The Boston Diaries

The ongoing saga of a programmer who doesn't live in Boston, nor does he even like Boston, but yet named his weblog/journal “The Boston Diaries.”

Go figure.

Monday, June 01, 2009

And here I thought dating was easy …

I'm building on the work of indexing my filesystem by indexing all of my email. I have a ton of it spread across various directories and when ever I have to search for something (such as the time I flamed an entire department at FAU on a public mailing list—ah, those were the days), it's a long drawn out ordeal to find it.

Initial stab at the problem is to just index a few email headers, like From:, To: (and the related Cc:), Date: and Subject:—the primary headers one would be interested in.

I decided to tackle one of the harder fields to process first—From:. While the format is specified in RFC-822 and RFC-2822, there's still quite a bit of variance in the format to be annoying.

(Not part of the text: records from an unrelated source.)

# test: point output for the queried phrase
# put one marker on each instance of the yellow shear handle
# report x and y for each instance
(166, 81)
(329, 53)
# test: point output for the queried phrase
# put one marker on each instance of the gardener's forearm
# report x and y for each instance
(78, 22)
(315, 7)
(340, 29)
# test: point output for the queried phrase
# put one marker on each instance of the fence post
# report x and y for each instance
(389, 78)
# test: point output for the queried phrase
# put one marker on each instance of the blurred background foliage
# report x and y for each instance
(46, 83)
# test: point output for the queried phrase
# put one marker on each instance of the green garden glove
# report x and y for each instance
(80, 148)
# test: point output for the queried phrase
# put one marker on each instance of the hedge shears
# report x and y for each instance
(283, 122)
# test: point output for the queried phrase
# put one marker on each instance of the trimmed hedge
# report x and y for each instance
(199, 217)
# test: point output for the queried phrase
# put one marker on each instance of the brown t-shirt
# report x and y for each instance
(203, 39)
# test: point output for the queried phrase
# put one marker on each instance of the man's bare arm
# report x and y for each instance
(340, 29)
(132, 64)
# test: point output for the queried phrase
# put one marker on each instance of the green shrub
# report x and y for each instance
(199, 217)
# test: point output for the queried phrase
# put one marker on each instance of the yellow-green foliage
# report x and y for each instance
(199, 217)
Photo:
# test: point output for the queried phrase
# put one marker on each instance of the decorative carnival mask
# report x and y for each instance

I was able to squish 23 different formats into four cases:

  1. email address and real name aren't delimited, in which case, the only thing to parse is the email address;
  2. email isn't delimited, but the real name is (between parentheses, or quotes), so extract the real name from between the delimeters, and anything that isn't delimited is the email address;
  3. email is delimited (between angle brackets or square brackets), but the real name isn't, so extract the email address, and anything that isn't delimited is the real name;
  4. both the email address and real name are delimited, so it's trivial to extract both.

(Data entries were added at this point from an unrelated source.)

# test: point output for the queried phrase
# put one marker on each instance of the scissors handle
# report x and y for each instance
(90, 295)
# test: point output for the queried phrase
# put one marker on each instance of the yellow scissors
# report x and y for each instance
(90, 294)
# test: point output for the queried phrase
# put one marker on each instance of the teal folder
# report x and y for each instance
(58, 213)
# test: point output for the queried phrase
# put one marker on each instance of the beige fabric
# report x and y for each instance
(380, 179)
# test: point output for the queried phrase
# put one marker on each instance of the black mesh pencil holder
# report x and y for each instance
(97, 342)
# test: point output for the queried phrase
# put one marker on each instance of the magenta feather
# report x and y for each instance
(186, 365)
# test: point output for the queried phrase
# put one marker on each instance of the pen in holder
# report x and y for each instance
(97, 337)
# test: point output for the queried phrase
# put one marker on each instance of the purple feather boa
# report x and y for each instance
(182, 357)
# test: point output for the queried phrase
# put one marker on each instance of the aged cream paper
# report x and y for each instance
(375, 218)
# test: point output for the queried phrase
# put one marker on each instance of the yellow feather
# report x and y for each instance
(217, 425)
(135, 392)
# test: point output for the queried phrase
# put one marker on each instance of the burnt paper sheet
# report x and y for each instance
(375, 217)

Then, I decided to parse the Date: header. Now, this is specified, quite plainly:

5.  DATE AND TIME SPECIFICATION

5.1.  SYNTAX

date-time   =  [ day "," ] date time        ; dd mm yy
                                            ;  hh:mm:ss zzz

day         =  "Mon"  / "Tue" /  "Wed"  / "Thu"
            /  "Fri"  / "Sat" /  "Sun"

date        =  1*2DIGIT month 2DIGIT        ; day month year
                                            ;  e.g. 20 Jun 82

month       =  "Jan"  /  "Feb" /  "Mar"  /  "Apr"
            /  "May"  /  "Jun" /  "Jul"  /  "Aug"
            /  "Sep"  /  "Oct" /  "Nov"  /  "Dec"

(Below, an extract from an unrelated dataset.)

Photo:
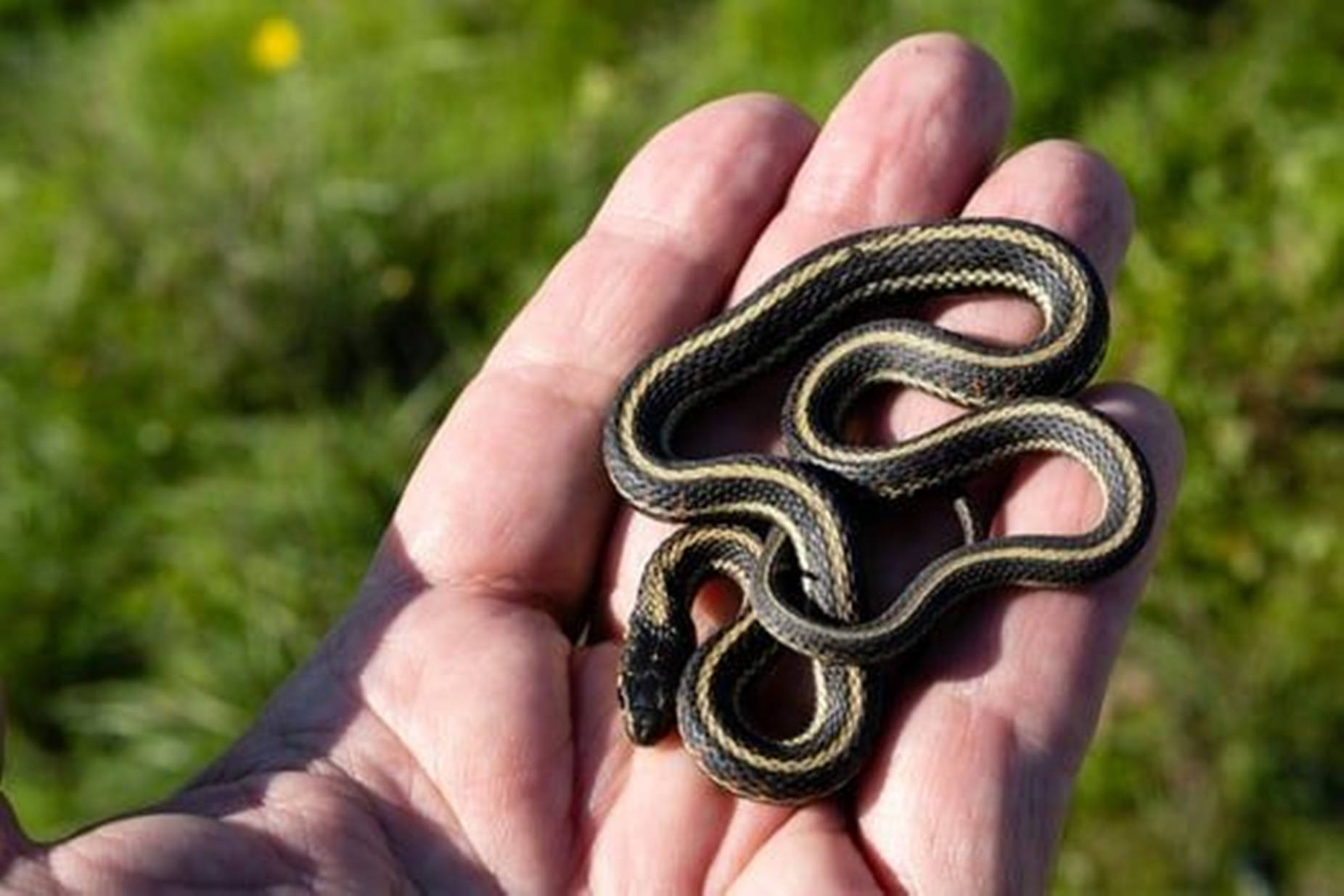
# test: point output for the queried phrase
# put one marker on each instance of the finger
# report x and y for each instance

time        =  hour zone                    ; ANSI and Military

hour        =  2DIGIT ":" 2DIGIT [":" 2DIGIT]
                                            ; 00:00:00 - 23:59:59

zone        =  "UT"  / "GMT"                ; Universal Time
                                            ; North American : UT
            /  "EST" / "EDT"                ;  Eastern:  - 5/ - 4
            /  "CST" / "CDT"                ;  Central:  - 6/ - 5
            /  "MST" / "MDT"                ;  Mountain: - 7/ - 6
            /  "PST" / "PDT"                ;  Pacific:  - 8/ - 7
            /  1ALPHA                       ; Military: Z = UT;
                                            ;  A:-1; (J not used)
                                            ;  M:-12; N:+1; Y:+12
            / ( ("+" / "-") 4DIGIT )        ; Local differential
                                            ;  hours+min. (HHMM)

STANDARD FOR ARPA INTERNET TEXT MESSAGES, § 5.1

Okay, clear if you're into such things. And from the most recent specification:


date-time       =       [ day-of-week "," ] date FWS time [CFWS]
   
day-of-week     =       ([FWS] day-name) / obs-day-of-week

day-name        =       "Mon" / "Tue" / "Wed" / "Thu" /
                        "Fri" / "Sat" / "Sun"

date            =       day month year
   
year            =       4*DIGIT / obs-year

month           =       (FWS month-name FWS) / obs-month

month-name      =       "Jan" / "Feb" / "Mar" / "Apr" /
                        "May" / "Jun" / "Jul" / "Aug" /
                        "Sep" / "Oct" / "Nov" / "Dec"

day             =       ([FWS] 1*2DIGIT) / obs-day

time            =       time-of-day FWS zone

time-of-day     =       hour ":" minute [ ":" second ]

hour            =       2DIGIT / obs-hour

minute          =       2DIGIT / obs-minute

second          =       2DIGIT / obs-second

zone            =       (( "+" / "-" ) 4DIGIT) / obs-zone

RFC-2822: Internet Message Format, § 3.3

Really, the only thing this does is mandate that the year be four digits long, moves to a numeric-only timezone format and clarifies a bit where white space appears, but otherwise, is pretty much the same as the older spec.

So, if I ignore the timezone for now (because the Standard C library has such piss-poor support for it, but that's a rant for another time), the only real issue is handling two or four digit years.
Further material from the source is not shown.